The risk of a multi-rider crash on any given weekend has increased markedly this season thanks to the introduction of Saturday sprint races at every round.
We’ve even seen an unusual number of red flags owing to big crashes this season, particularly last time out in Jerez.
The difficulty overtaking in modern MotoGP is a contributor. Riders feel they’re no longer as able to make up places through a sprint or a race as they once were, which means positions gained on the first lap are particularly valuable.
The effect is worse at circuits that offer few passing opportunities — but, at the Circuit of the Americas, for example, which has many overtaking points, the sprint racing has been calmer.

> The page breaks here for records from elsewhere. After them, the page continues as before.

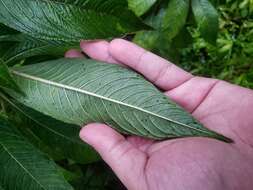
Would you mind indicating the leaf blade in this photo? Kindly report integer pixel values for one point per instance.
(52, 20)
(19, 159)
(6, 80)
(140, 6)
(83, 97)
(60, 137)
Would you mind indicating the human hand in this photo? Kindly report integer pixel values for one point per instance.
(191, 163)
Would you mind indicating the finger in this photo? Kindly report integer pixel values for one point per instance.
(73, 53)
(125, 160)
(158, 70)
(97, 50)
(192, 93)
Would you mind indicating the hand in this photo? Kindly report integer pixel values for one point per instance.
(180, 164)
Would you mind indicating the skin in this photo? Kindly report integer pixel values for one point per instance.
(181, 164)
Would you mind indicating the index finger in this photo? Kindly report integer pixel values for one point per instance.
(156, 69)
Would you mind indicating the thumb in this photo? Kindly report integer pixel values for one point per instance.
(125, 160)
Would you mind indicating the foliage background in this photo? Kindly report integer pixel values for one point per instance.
(229, 57)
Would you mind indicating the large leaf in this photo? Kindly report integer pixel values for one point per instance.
(23, 167)
(6, 80)
(207, 19)
(140, 6)
(28, 47)
(175, 17)
(61, 137)
(68, 22)
(81, 91)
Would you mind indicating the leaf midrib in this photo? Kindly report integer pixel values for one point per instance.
(56, 84)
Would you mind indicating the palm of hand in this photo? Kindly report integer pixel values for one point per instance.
(190, 163)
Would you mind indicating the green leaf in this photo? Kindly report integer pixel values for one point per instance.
(61, 137)
(82, 91)
(68, 22)
(207, 19)
(6, 80)
(140, 6)
(175, 17)
(24, 167)
(29, 47)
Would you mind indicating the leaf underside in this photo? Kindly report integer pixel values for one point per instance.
(61, 137)
(82, 91)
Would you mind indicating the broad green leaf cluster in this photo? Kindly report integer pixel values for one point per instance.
(45, 100)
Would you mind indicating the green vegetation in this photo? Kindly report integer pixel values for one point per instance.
(211, 38)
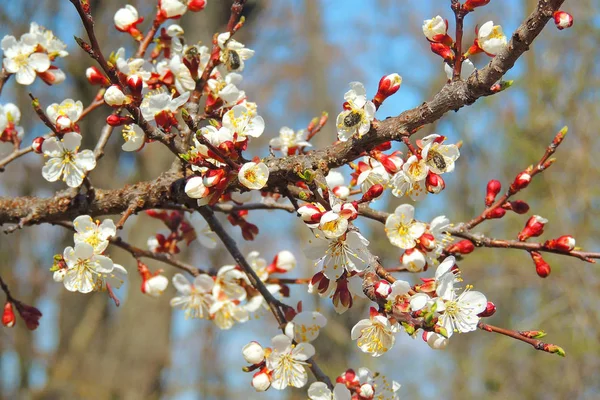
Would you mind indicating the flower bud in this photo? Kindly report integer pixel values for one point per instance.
(471, 4)
(8, 316)
(496, 213)
(95, 77)
(463, 247)
(542, 268)
(115, 97)
(373, 193)
(413, 260)
(261, 381)
(518, 206)
(533, 228)
(521, 181)
(253, 353)
(382, 289)
(493, 188)
(563, 243)
(490, 309)
(563, 19)
(434, 183)
(36, 144)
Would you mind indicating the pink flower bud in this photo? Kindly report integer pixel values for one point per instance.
(443, 51)
(8, 316)
(463, 247)
(563, 19)
(496, 213)
(533, 228)
(471, 4)
(95, 77)
(542, 268)
(36, 145)
(493, 188)
(434, 183)
(490, 309)
(521, 181)
(563, 243)
(518, 206)
(382, 289)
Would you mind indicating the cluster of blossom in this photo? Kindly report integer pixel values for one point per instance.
(32, 55)
(229, 298)
(436, 306)
(85, 268)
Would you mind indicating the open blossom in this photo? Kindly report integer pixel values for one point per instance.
(402, 229)
(134, 137)
(288, 140)
(439, 157)
(85, 269)
(93, 232)
(287, 362)
(66, 160)
(254, 175)
(357, 115)
(194, 298)
(375, 335)
(347, 253)
(21, 59)
(233, 53)
(243, 122)
(491, 39)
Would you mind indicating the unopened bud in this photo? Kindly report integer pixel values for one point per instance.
(563, 19)
(563, 243)
(490, 309)
(542, 268)
(463, 247)
(533, 228)
(36, 144)
(493, 188)
(518, 206)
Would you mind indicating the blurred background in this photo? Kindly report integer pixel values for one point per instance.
(306, 54)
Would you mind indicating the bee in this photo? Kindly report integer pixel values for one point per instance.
(352, 119)
(437, 159)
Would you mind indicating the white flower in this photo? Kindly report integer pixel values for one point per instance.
(439, 157)
(155, 285)
(435, 29)
(335, 256)
(65, 159)
(195, 298)
(243, 122)
(320, 391)
(306, 325)
(459, 314)
(65, 114)
(253, 353)
(254, 175)
(356, 119)
(491, 39)
(375, 335)
(289, 140)
(227, 312)
(20, 59)
(204, 234)
(233, 53)
(134, 137)
(287, 362)
(466, 70)
(160, 106)
(85, 270)
(94, 233)
(173, 8)
(401, 228)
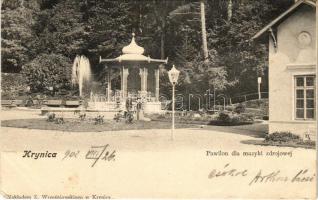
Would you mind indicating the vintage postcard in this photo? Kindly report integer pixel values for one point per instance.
(179, 99)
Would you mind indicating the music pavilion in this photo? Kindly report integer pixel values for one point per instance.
(139, 76)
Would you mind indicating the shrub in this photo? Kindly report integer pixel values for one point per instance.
(224, 117)
(286, 137)
(231, 119)
(48, 70)
(281, 137)
(99, 119)
(240, 108)
(265, 117)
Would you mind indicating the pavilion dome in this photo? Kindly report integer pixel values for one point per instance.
(133, 47)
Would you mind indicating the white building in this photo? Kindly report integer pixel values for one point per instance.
(292, 67)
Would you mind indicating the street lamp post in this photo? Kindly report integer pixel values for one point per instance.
(259, 81)
(222, 96)
(173, 78)
(190, 95)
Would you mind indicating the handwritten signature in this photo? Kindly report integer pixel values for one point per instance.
(94, 153)
(97, 153)
(302, 175)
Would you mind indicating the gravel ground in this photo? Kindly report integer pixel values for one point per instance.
(147, 164)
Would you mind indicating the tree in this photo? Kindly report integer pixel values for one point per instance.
(61, 29)
(48, 70)
(17, 32)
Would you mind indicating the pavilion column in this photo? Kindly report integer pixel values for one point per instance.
(143, 72)
(109, 84)
(157, 84)
(124, 76)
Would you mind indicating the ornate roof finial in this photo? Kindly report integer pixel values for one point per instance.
(133, 48)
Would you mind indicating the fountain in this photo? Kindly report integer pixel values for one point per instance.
(81, 72)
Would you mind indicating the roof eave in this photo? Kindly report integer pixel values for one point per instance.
(280, 17)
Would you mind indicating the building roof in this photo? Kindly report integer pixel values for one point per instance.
(281, 17)
(133, 53)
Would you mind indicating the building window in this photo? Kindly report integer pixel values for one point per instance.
(305, 97)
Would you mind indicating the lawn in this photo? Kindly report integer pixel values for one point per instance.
(88, 125)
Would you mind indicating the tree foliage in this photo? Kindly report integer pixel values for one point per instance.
(35, 30)
(48, 70)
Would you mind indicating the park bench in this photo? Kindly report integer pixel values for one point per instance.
(54, 103)
(72, 103)
(8, 103)
(19, 102)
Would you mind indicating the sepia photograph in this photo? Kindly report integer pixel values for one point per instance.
(178, 99)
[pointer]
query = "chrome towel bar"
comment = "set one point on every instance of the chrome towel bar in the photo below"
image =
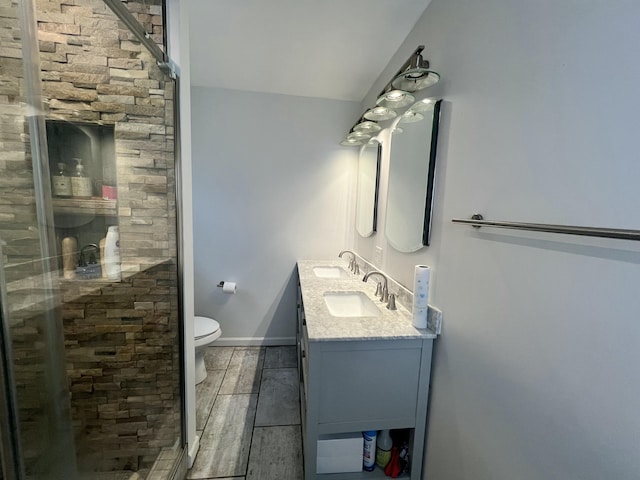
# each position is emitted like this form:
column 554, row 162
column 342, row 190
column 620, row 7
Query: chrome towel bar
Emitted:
column 478, row 221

There’s also a matter of race rhythm. While a grand prix distance has distinct phases for pushing and conserving, the aim of the sprint is for riders to be racing flat-out for the entire duration without having to save tyres. It’s not surprising the aggression is commensurately high.
There’s also the spectre of more crashes during Friday, when the onus is on riders to set competitive lap times that will decide whether they progress directly to Q2 or have to battle through Q1. Whereas previously they’ve had the chance to improve times in FP3 on Saturday, riders are now setting qualifying laps on a greener circuit without the bike yet dialled in.
But MotoGP will argue the throttle works both ways, and if these are the best riders in the world, it’s incumbent on them to avoid getting themselves into such dangerous situations.